Auf der europäischen Ebene hingegen hat der demokratische Ordnungsrahmen radikal versagt. Die Krise des Euro-Raumes wurde mitverursacht durch eklatante und bewusste Regelverletzungen. Es handelt sich mittlerweile nicht nur um eine Krise der Legalität, sondern auch der Legitimität politischen Handelns. Bereits heute lässt sich unabhängig vom Ausgang der beim Bundesverfassungsgericht anhängigen Klagen gegen den Euro-Rettungsschirm und den Fiskalpakt folgern: Es gibt eine schrittweise Erosion des europäischen Vertragsrechts – von den Maastrichtkriterien über die Aufnahme einzelner Länder, die diese Kriterien klar nicht erfüllten bzw. Daten sogar fälschten, bis hin zur nunmehr sichtbaren Schwächung des Parlaments – und zur partiellen Entrechtung des durch die Abgeordneten vertretenen Volkes – in Form substantieller Beschneidungen des Haushaltsrechts des Bundestages.

Damit einher geht ein tiefgreifender Glaubwürdigkeitsverlust der nationalen und europäischen Institutionen, zumal sich der Eindruck verfestigt, die Gemeinschaft der (deutschen) Steuerzahler solle für die Verfehlungen anderer aufkommen. In der Tat reagieren bereits viele Bürger mit einem umfassenden Vertrauensentzug, so dass wir geradewegs auf eine Legitimationskrise der Europäischen Union zusteuern, die noch weiter dadurch verschärft wird, dass viele Politiker versuchen, ihre Entscheidungen als „alternativlos“ zu deklarieren und damit die öffentliche Diskussion defensiv abzuwürgen, anstatt sie mit Sachargumenten offensiv zu bestreiten.

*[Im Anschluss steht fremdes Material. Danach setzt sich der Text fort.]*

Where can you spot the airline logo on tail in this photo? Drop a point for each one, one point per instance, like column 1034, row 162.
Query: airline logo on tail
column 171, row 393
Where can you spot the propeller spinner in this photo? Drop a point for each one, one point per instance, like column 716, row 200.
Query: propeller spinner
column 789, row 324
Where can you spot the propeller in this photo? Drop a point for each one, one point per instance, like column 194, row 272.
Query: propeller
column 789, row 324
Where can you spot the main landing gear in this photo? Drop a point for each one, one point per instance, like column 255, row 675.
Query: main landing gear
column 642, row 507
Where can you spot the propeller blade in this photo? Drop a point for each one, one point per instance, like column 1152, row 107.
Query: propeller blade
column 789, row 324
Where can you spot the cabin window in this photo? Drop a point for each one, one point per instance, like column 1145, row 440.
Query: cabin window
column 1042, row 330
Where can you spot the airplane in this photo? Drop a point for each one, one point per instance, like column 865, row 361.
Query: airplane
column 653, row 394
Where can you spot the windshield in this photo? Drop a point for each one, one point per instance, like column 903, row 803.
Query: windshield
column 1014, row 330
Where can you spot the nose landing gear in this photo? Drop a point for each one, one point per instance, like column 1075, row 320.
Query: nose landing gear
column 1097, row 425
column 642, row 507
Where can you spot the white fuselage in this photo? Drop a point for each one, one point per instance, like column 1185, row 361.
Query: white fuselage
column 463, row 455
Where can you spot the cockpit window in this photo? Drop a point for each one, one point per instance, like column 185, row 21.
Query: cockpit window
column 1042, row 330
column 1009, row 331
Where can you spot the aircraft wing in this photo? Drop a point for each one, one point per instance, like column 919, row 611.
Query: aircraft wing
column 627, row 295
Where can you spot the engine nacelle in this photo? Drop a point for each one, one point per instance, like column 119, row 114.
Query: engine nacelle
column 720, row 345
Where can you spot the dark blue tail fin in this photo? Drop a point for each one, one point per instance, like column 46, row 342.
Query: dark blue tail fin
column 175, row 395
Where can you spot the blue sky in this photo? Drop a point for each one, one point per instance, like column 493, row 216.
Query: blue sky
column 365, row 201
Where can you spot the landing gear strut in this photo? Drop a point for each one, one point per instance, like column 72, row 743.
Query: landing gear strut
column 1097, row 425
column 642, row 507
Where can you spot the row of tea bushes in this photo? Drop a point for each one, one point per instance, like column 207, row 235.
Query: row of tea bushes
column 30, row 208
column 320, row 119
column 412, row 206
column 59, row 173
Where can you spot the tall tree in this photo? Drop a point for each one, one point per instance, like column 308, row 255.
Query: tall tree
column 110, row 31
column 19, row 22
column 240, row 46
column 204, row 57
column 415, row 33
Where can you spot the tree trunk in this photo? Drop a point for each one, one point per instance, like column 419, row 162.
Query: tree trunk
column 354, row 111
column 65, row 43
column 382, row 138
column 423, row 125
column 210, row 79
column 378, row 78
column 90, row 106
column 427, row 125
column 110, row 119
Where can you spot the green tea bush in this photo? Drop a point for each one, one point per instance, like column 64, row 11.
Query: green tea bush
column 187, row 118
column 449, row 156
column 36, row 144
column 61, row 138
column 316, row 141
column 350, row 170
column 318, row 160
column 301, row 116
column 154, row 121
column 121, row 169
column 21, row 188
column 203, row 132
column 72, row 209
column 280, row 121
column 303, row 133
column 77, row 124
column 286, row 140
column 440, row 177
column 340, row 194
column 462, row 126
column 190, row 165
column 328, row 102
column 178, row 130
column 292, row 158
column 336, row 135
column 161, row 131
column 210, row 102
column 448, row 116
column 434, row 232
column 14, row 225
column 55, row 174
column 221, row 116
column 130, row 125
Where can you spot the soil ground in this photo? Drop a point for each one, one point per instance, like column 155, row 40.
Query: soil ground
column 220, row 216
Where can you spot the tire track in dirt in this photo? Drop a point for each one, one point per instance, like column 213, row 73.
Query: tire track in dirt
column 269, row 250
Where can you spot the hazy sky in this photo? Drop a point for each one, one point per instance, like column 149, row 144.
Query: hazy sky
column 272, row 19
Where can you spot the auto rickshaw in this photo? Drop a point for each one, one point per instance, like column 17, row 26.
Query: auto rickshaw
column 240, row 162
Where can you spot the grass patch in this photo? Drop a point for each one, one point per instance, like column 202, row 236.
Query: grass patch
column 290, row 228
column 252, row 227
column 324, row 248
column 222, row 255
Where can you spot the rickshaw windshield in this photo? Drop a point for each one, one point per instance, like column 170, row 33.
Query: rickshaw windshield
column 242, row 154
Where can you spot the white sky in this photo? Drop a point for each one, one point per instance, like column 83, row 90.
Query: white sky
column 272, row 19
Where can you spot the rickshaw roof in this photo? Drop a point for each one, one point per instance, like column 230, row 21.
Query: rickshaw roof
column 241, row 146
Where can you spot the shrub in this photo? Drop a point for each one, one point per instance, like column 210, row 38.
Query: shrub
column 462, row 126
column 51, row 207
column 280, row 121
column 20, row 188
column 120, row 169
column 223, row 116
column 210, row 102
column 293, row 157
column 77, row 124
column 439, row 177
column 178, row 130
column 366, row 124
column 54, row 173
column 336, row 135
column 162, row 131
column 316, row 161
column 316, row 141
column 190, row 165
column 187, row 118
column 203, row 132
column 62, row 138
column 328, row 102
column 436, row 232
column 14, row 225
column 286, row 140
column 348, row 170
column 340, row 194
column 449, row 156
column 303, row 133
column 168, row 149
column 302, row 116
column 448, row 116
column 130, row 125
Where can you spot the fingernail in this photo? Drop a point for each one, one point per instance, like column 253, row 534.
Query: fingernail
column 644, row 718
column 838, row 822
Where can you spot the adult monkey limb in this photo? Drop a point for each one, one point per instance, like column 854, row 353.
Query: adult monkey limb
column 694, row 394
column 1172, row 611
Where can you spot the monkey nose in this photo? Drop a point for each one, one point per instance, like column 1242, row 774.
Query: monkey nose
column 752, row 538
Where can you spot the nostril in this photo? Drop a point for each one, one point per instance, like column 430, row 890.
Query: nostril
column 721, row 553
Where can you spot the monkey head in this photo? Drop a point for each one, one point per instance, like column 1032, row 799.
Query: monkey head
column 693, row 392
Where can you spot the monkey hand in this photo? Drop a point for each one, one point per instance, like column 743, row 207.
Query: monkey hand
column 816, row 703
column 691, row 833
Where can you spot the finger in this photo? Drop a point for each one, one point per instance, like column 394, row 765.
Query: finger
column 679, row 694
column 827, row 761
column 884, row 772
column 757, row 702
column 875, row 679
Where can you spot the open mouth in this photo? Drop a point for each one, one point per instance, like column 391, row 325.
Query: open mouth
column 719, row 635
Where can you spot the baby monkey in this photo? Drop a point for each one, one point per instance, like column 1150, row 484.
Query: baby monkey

Der Referenzfall: Corporate Governance und Compliance

In einem Industrieunternehmen lägen vergleichbare Vorgänge längst auf dem Tisch des Compliance Officers. Die großen Korruptionsskandale (Siemens) und Kartellrechtsverfahren (Intel) der vergangenen Jahre mit ihren immensen Auswirkungen, vor allem für Betriebe und Mitarbeiter, aber auch für das Vertrauen in die Marktwirtschaft, haben die Unternehmen zur Besinnung gebracht. Im von der Wirtschaft selbst geschaffenen Corporate-Governance-Kodex sind die Standards „guter und verantwortungsvoller Unternehmensführung“ für deutsche börsennotierte Unternehmen festgelegt. Das Handeln der Unternehmensführungen muss sich an diesen Regeln messen lassen, obwohl der Kodex keine Gesetzeskraft hat. Denn tatsächlich verweist beispielsweise das Aktiengesetz (§ 161) für börsennotierte Gesellschaften auf den Kodex, in dem jährlich eine „Entsprechenserklärung“, auch dahingehend, welchen Empfehlungen des Kodex nicht gefolgt wird („comply or explain“), abzugeben ist. Mittlerweile hat praktisch jedes der DAX 30-Unternehmen einen eigenen „Code of Conduct“, eigene Verhaltensregeln, auf die es seine Mitarbeiter verpflichtet. Hierüber wacht der Compliance Officer, der der Personalabteilung oder dem Vorstand im Falle eines Verstoßes auch zu rigorosen Maßnahmen bis hin zur Kündigung eines Mitarbeiters rät. Obwohl Beauftragter des Unternehmens, genießt der Compliance Officer eine institutionalisierte Unabhängigkeit: Auch rechtswidriges Verhalten des Vorstandes wird aufgegriffen und dem Aufsichtsrat, der dann die nötigen Maßnahmen ergreift, gemeldet.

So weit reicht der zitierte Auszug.